Plans to build the fence were announced before a 72-page consultant's report on the still-incomplete neighbourhood plan was released on Wednesday. The report, by HB Lanarc (formerly Holland-Barrs Planning Group), shows just 40.6 per cent of all survey respondents approve of Option A for the neighbourhood -the option which would have meant some waterfront development in exchange for a larger park area around polygon 82, and a $3.5 million amenity contribution to the Town. The survey package was mailed to each home in Gibsons, and was available for anyone to complete on the Town's website. Results show 73.7 per cent of responses came from Gibsons' residents, 16.4 per cent from Elphinstone residents and the rest from other areas.
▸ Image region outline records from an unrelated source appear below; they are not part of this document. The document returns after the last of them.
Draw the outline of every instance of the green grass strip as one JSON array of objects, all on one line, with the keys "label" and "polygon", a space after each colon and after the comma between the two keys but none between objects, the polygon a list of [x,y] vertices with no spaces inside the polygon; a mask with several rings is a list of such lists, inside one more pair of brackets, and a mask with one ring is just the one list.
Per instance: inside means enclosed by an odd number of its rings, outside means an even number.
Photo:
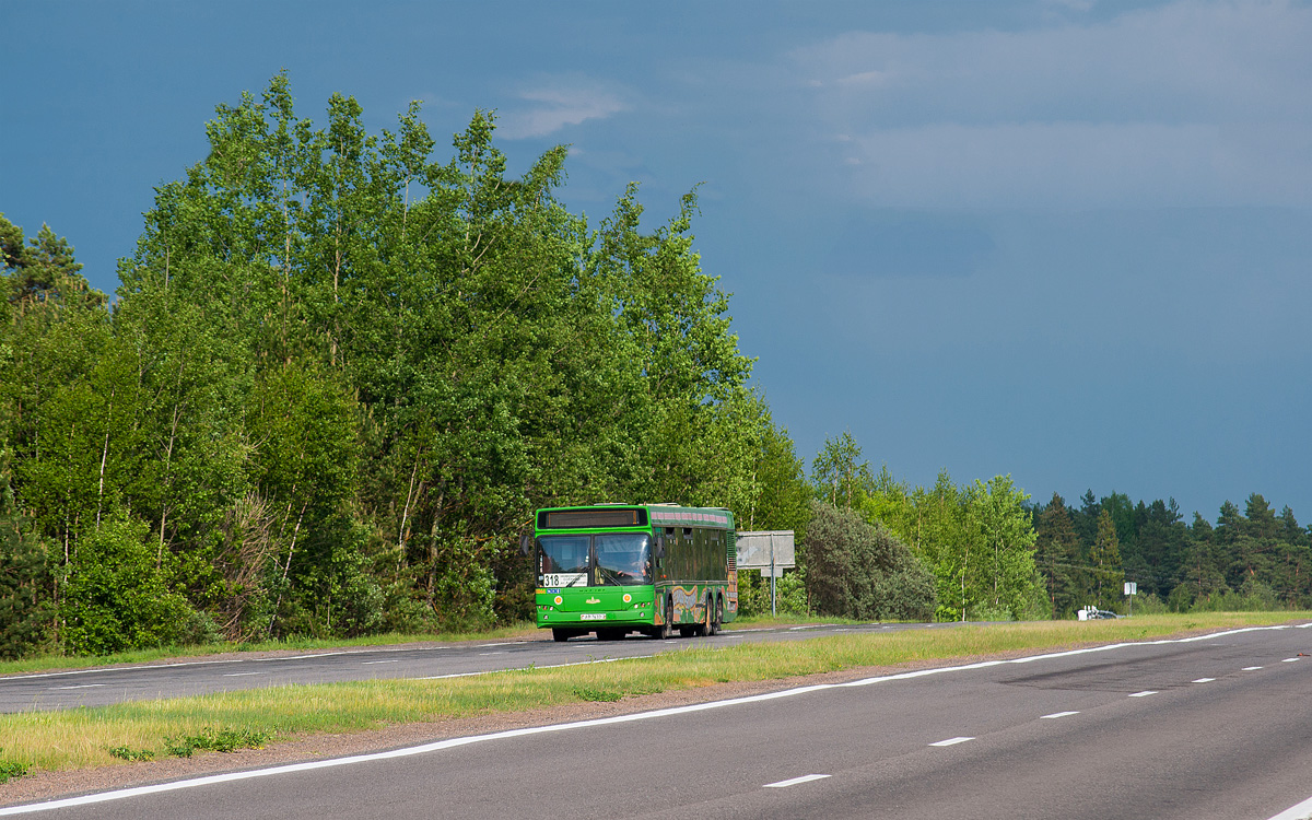
[{"label": "green grass strip", "polygon": [[535,638],[538,628],[531,623],[517,623],[485,632],[387,632],[367,638],[290,638],[287,640],[261,640],[255,643],[211,643],[189,647],[157,647],[154,649],[133,649],[114,655],[66,656],[35,655],[22,660],[0,661],[0,674],[21,674],[29,672],[50,672],[55,669],[89,669],[109,664],[148,664],[164,659],[206,657],[227,652],[277,652],[293,649],[342,649],[350,647],[391,647],[401,643],[455,643],[462,640],[504,640],[508,638]]},{"label": "green grass strip", "polygon": [[321,732],[356,732],[585,701],[615,701],[728,681],[769,681],[859,666],[950,661],[1000,652],[1057,649],[1090,642],[1144,640],[1190,630],[1286,623],[1300,617],[1305,619],[1308,614],[1208,613],[1085,623],[963,625],[698,648],[622,663],[508,670],[436,681],[378,680],[279,686],[97,708],[0,715],[0,737],[5,739],[5,761],[16,766],[60,770],[122,765],[123,756],[114,754],[118,749],[131,749],[138,758],[146,757],[144,753],[164,757],[173,748],[169,744],[177,743],[174,739],[213,737],[216,732],[273,743]]}]

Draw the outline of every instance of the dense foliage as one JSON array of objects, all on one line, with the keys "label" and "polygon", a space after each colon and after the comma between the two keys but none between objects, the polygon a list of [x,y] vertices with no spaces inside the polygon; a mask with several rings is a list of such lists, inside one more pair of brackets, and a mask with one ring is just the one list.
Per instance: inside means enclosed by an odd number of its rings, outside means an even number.
[{"label": "dense foliage", "polygon": [[0,220],[0,518],[49,559],[7,550],[24,625],[104,652],[517,619],[547,504],[804,529],[695,197],[643,231],[631,186],[592,226],[554,195],[563,147],[510,178],[493,131],[476,113],[436,161],[417,108],[375,136],[333,96],[316,125],[277,76],[157,189],[113,307]]},{"label": "dense foliage", "polygon": [[0,215],[0,657],[517,621],[531,510],[604,501],[795,530],[792,611],[1061,617],[1122,579],[1176,609],[1312,602],[1309,533],[1261,496],[1215,527],[1115,493],[1031,508],[1006,476],[874,475],[850,434],[808,476],[693,249],[695,193],[647,230],[630,186],[593,224],[556,199],[564,147],[512,177],[487,113],[445,161],[417,106],[361,117],[299,117],[282,75],[220,106],[113,304]]},{"label": "dense foliage", "polygon": [[1312,606],[1312,531],[1294,510],[1279,514],[1262,496],[1244,512],[1227,501],[1216,523],[1194,513],[1185,523],[1176,501],[1132,504],[1122,493],[1078,509],[1060,495],[1035,508],[1038,565],[1050,613],[1088,604],[1126,609],[1123,581],[1139,588],[1136,609],[1271,609]]},{"label": "dense foliage", "polygon": [[811,605],[821,615],[930,621],[934,575],[882,525],[815,501],[807,538]]}]

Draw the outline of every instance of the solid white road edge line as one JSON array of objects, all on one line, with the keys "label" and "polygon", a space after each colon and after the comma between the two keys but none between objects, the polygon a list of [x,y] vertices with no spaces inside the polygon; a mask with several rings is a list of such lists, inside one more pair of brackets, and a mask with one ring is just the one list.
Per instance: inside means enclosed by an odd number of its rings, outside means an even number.
[{"label": "solid white road edge line", "polygon": [[[1305,625],[1298,625],[1295,628],[1312,627],[1312,622]],[[849,681],[846,684],[812,684],[810,686],[798,686],[795,689],[785,689],[782,691],[769,691],[760,695],[747,695],[743,698],[729,698],[727,701],[711,701],[707,703],[693,703],[690,706],[673,706],[669,708],[657,708],[649,712],[636,712],[632,715],[615,715],[613,718],[596,718],[592,720],[576,720],[573,723],[558,723],[554,726],[535,726],[522,729],[508,729],[504,732],[492,732],[489,735],[471,735],[468,737],[453,737],[450,740],[440,740],[437,743],[426,743],[417,747],[407,747],[404,749],[392,749],[390,752],[374,752],[371,754],[353,754],[350,757],[336,757],[332,760],[316,760],[304,764],[290,764],[285,766],[272,766],[269,769],[252,769],[248,771],[230,771],[227,774],[211,774],[207,777],[192,778],[188,781],[173,781],[171,783],[155,783],[152,786],[136,786],[133,789],[119,789],[114,791],[102,791],[98,794],[88,794],[77,798],[64,798],[59,800],[47,800],[45,803],[28,803],[25,806],[9,806],[0,808],[0,817],[7,817],[12,815],[24,815],[38,811],[50,811],[55,808],[68,808],[71,806],[89,806],[92,803],[105,803],[109,800],[122,800],[127,798],[138,798],[148,794],[160,794],[164,791],[177,791],[180,789],[195,789],[198,786],[213,786],[215,783],[230,783],[234,781],[248,781],[258,777],[273,777],[277,774],[291,774],[294,771],[311,771],[314,769],[332,769],[336,766],[350,766],[356,764],[367,764],[379,760],[391,760],[396,757],[411,757],[413,754],[426,754],[429,752],[440,752],[442,749],[453,749],[455,747],[470,745],[475,743],[484,743],[488,740],[504,740],[508,737],[523,737],[527,735],[543,735],[547,732],[564,732],[569,729],[580,729],[594,726],[610,726],[615,723],[632,723],[635,720],[651,720],[653,718],[668,718],[670,715],[686,715],[690,712],[699,712],[711,708],[723,708],[726,706],[737,706],[741,703],[761,703],[765,701],[774,701],[778,698],[791,698],[800,694],[807,694],[811,691],[821,691],[825,689],[845,689],[851,686],[870,686],[872,684],[883,684],[886,681],[905,681],[917,677],[925,677],[930,674],[943,674],[947,672],[967,672],[971,669],[984,669],[988,666],[1000,666],[1002,664],[1029,664],[1039,660],[1047,660],[1054,657],[1068,657],[1072,655],[1088,655],[1090,652],[1109,652],[1111,649],[1123,649],[1126,647],[1136,646],[1165,646],[1172,643],[1195,643],[1199,640],[1212,640],[1216,638],[1224,638],[1228,635],[1239,635],[1241,632],[1257,632],[1257,631],[1278,631],[1290,628],[1287,625],[1281,626],[1249,626],[1237,630],[1228,630],[1225,632],[1212,632],[1211,635],[1195,635],[1194,638],[1177,638],[1177,639],[1160,639],[1160,640],[1140,640],[1130,643],[1113,643],[1103,647],[1089,647],[1085,649],[1068,649],[1065,652],[1050,652],[1046,655],[1031,655],[1029,657],[1015,657],[1012,660],[991,660],[980,661],[976,664],[963,664],[960,666],[938,666],[934,669],[917,669],[914,672],[899,672],[895,674],[882,674],[876,677],[862,678],[859,681]],[[636,660],[636,659],[606,659],[585,663],[609,663],[614,660]],[[562,666],[575,665],[575,664],[559,664]],[[581,664],[579,664],[581,665]],[[544,669],[546,666],[538,666]],[[466,673],[468,674],[468,673]],[[487,674],[485,672],[478,672],[474,674]],[[464,677],[463,674],[455,676],[436,676],[436,677]],[[436,680],[436,678],[416,678],[416,680]],[[1288,819],[1282,819],[1288,820]]]},{"label": "solid white road edge line", "polygon": [[1271,820],[1307,820],[1308,817],[1312,817],[1312,798],[1303,800],[1298,806],[1286,808],[1271,817]]},{"label": "solid white road edge line", "polygon": [[810,783],[811,781],[823,781],[829,774],[803,774],[802,777],[795,777],[791,781],[779,781],[778,783],[766,783],[761,789],[787,789],[789,786],[796,786],[798,783]]}]

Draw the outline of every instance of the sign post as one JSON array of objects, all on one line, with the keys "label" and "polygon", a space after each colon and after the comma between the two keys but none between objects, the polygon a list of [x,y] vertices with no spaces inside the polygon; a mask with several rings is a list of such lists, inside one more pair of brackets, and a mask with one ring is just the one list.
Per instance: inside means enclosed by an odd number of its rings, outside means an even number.
[{"label": "sign post", "polygon": [[761,530],[737,534],[739,569],[760,569],[770,573],[770,614],[778,614],[774,579],[796,567],[792,530]]}]

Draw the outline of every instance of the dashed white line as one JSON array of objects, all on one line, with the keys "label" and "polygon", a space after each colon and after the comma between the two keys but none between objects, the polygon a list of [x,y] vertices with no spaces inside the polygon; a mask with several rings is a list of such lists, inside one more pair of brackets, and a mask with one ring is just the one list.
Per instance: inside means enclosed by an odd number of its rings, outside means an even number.
[{"label": "dashed white line", "polygon": [[966,743],[967,740],[975,740],[974,737],[949,737],[947,740],[939,740],[938,743],[932,743],[932,747],[955,747],[959,743]]},{"label": "dashed white line", "polygon": [[[1211,632],[1211,634],[1207,634],[1207,635],[1197,635],[1197,636],[1193,636],[1193,638],[1165,638],[1165,639],[1158,639],[1158,640],[1140,640],[1140,642],[1130,642],[1130,643],[1105,644],[1105,646],[1101,646],[1101,647],[1089,647],[1089,648],[1082,648],[1082,649],[1068,649],[1068,651],[1064,651],[1064,652],[1044,652],[1044,653],[1040,653],[1040,655],[1030,655],[1030,656],[1026,656],[1026,657],[1017,657],[1017,659],[1012,659],[1012,660],[1008,660],[1008,661],[981,661],[981,663],[976,663],[976,664],[962,664],[962,665],[956,665],[956,666],[938,666],[938,668],[933,668],[933,669],[917,669],[917,670],[913,670],[913,672],[901,672],[901,673],[895,673],[895,674],[862,678],[859,681],[848,681],[845,684],[816,684],[816,685],[811,685],[811,686],[799,686],[796,689],[787,689],[787,690],[783,690],[783,691],[771,691],[771,693],[766,693],[766,694],[761,694],[761,695],[747,695],[747,697],[743,697],[743,698],[729,698],[727,701],[712,701],[712,702],[708,702],[708,703],[697,703],[697,705],[691,705],[691,706],[681,706],[681,707],[664,708],[664,710],[653,710],[653,711],[649,711],[649,712],[638,712],[638,714],[631,714],[631,715],[615,715],[615,716],[611,716],[611,718],[598,718],[598,719],[592,719],[592,720],[581,720],[581,722],[575,722],[575,723],[552,724],[552,726],[544,726],[544,727],[533,727],[533,728],[525,728],[525,729],[508,729],[508,731],[504,731],[504,732],[493,732],[491,735],[475,735],[475,736],[468,736],[468,737],[454,737],[454,739],[441,740],[441,741],[436,741],[436,743],[430,743],[430,744],[424,744],[424,745],[419,745],[419,747],[407,747],[407,748],[401,748],[401,749],[392,749],[390,752],[377,752],[377,753],[371,753],[371,754],[357,754],[357,756],[352,756],[352,757],[337,757],[337,758],[320,760],[320,761],[310,761],[310,762],[302,762],[302,764],[290,764],[290,765],[282,765],[282,766],[273,766],[273,768],[269,768],[269,769],[247,769],[247,770],[243,770],[243,771],[232,771],[232,773],[227,773],[227,774],[199,777],[199,778],[192,778],[192,779],[185,779],[185,781],[169,781],[167,783],[156,783],[154,786],[136,786],[136,787],[133,787],[133,789],[119,789],[119,790],[115,790],[115,791],[102,791],[102,792],[96,792],[96,794],[81,795],[81,796],[77,796],[77,798],[63,798],[63,799],[58,799],[58,800],[47,800],[45,803],[29,803],[29,804],[25,804],[25,806],[4,807],[4,808],[0,808],[0,816],[9,816],[9,815],[17,815],[17,813],[37,812],[37,811],[47,811],[47,810],[54,810],[54,808],[67,808],[67,807],[72,807],[72,806],[89,806],[89,804],[93,804],[93,803],[104,803],[104,802],[109,802],[109,800],[122,800],[122,799],[135,798],[135,796],[147,795],[147,794],[160,794],[160,792],[164,792],[164,791],[173,791],[173,790],[178,790],[178,789],[194,789],[194,787],[198,787],[198,786],[207,786],[207,785],[213,785],[213,783],[227,783],[227,782],[244,781],[244,779],[251,779],[251,778],[276,777],[276,775],[279,775],[279,774],[287,774],[287,773],[293,773],[293,771],[310,771],[310,770],[315,770],[315,769],[325,769],[325,768],[335,768],[335,766],[350,766],[350,765],[354,765],[354,764],[373,762],[373,761],[378,761],[378,760],[394,760],[394,758],[400,758],[400,757],[409,757],[409,756],[413,756],[413,754],[426,754],[426,753],[430,753],[430,752],[437,752],[437,750],[441,750],[441,749],[450,749],[450,748],[455,748],[455,747],[463,747],[463,745],[468,745],[468,744],[474,744],[474,743],[483,743],[483,741],[488,741],[488,740],[499,740],[499,739],[504,739],[504,737],[521,737],[521,736],[526,736],[526,735],[538,735],[538,733],[546,733],[546,732],[562,732],[562,731],[569,731],[569,729],[584,728],[584,727],[609,726],[609,724],[614,724],[614,723],[627,723],[627,722],[635,722],[635,720],[649,720],[649,719],[655,719],[655,718],[664,718],[666,715],[690,714],[690,712],[702,711],[702,710],[722,708],[722,707],[726,707],[726,706],[733,706],[733,705],[739,705],[739,703],[757,703],[757,702],[765,702],[765,701],[774,701],[774,699],[779,699],[779,698],[789,698],[789,697],[795,697],[795,695],[806,694],[806,693],[810,693],[810,691],[820,691],[820,690],[827,690],[827,689],[849,689],[849,687],[855,687],[855,686],[871,686],[871,685],[883,684],[883,682],[887,682],[887,681],[903,681],[903,680],[920,678],[920,677],[932,676],[932,674],[951,674],[951,673],[959,673],[959,672],[971,670],[971,669],[983,669],[983,668],[987,668],[987,666],[994,666],[994,665],[1004,664],[1004,663],[1005,664],[1029,664],[1029,663],[1036,663],[1036,661],[1043,661],[1043,660],[1050,660],[1050,659],[1056,659],[1056,657],[1071,657],[1071,656],[1076,656],[1076,655],[1086,655],[1086,653],[1092,653],[1092,652],[1113,652],[1115,649],[1120,649],[1120,648],[1124,648],[1124,647],[1145,647],[1145,646],[1166,646],[1166,644],[1197,643],[1197,642],[1204,642],[1204,640],[1218,640],[1218,639],[1221,639],[1221,638],[1228,638],[1231,635],[1239,635],[1239,634],[1242,634],[1242,632],[1278,631],[1278,630],[1286,630],[1286,628],[1312,628],[1312,622],[1300,623],[1300,625],[1296,625],[1296,626],[1292,626],[1292,627],[1290,627],[1290,626],[1241,627],[1241,628],[1236,628],[1236,630],[1227,630],[1227,631],[1223,631],[1223,632]],[[643,657],[651,657],[651,656],[643,656]],[[605,659],[605,660],[593,660],[593,661],[584,661],[584,663],[611,663],[611,661],[615,661],[615,660],[636,660],[636,659],[635,657],[630,657],[630,659]],[[558,665],[560,665],[560,666],[572,666],[572,665],[576,665],[576,664],[558,664]],[[544,669],[544,668],[547,668],[547,666],[538,666],[538,669]],[[488,674],[488,673],[487,672],[472,672],[472,673],[466,672],[466,673],[459,673],[459,674],[438,674],[438,676],[432,676],[432,677],[428,677],[428,678],[415,678],[415,680],[438,680],[438,678],[447,678],[447,677],[464,677],[467,674]],[[35,677],[35,676],[33,676],[33,677]],[[1299,806],[1294,807],[1292,810],[1290,810],[1290,812],[1292,812],[1295,810],[1300,810],[1303,807],[1304,807],[1304,804],[1299,804]],[[1312,810],[1312,802],[1309,802],[1307,804],[1307,808]],[[1299,815],[1290,813],[1290,812],[1284,812],[1282,815],[1278,815],[1278,817],[1273,817],[1271,820],[1294,820],[1295,817],[1300,817]],[[1307,815],[1304,813],[1303,816],[1307,816]]]},{"label": "dashed white line", "polygon": [[1312,817],[1312,798],[1303,800],[1298,806],[1286,808],[1271,817],[1271,820],[1307,820],[1308,817]]},{"label": "dashed white line", "polygon": [[787,781],[779,781],[778,783],[766,783],[761,789],[787,789],[789,786],[796,786],[798,783],[810,783],[811,781],[823,781],[829,774],[803,774],[802,777],[795,777]]}]

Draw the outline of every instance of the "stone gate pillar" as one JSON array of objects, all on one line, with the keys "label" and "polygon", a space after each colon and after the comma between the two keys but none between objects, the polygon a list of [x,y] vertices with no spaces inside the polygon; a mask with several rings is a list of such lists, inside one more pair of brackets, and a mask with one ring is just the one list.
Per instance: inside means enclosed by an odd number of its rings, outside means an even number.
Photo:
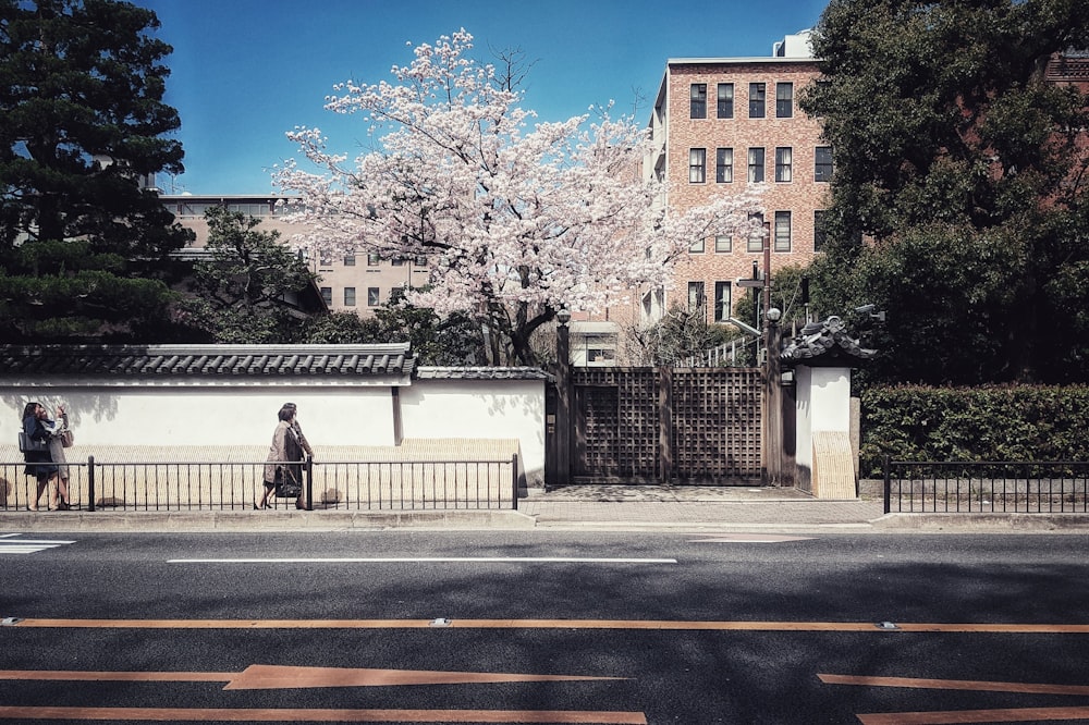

Option B, which calls for no waterfront development and a smaller park area around the upper lookout, was supported by 59.4 per cent of respondents, while about nine per cent of responses were discarded as invalid. During the response period, option A was publicly supported by the block seven group of owners, whose property occupies the most valuable land in the neighbourhood, near the waterfront. Realtor and former Gibsons councillor Kenan MacKenzie, a spokesperson for those owners, said a recent bush party led to a grass fire near polygon 82. That close call spurred the owners to have a two-metre wide swath cleared to make room for the fence. Mackenzie said the owners are also concerned about youths drinking in areas near steep cliffs.
"The owners are trying to send the message that this is private property," he said. "Anybody who comes onto the site and gets themselves injured could find out who the owners are and try to sue them."
Although the work is occurring on the 56-hectare private property as the owners' collective response to perceived liability, some residents are upset at the scale of the work being undertaken.
"In saving it, they're destroying it," said Charlene Clark, a Gibsons' resident concerned the fence and tree clearing will affect local wildlife and waterways. "There aren't any parks like this in Gibsons."
No trees have been cut from the dryland arbutus forest portion of the neighbourhood, MacKenzie said. The Town's planning department said no development work is taking place and won't until the neighbourhood plan is complete.
Biologist Paul van Poppelen, who completed an environmental study of the area for the consultants, is overseeing the work to ensure old-growth trees aren't cut to make way for the fence and to ensure it doesn't extend into ecologically sensitive areas.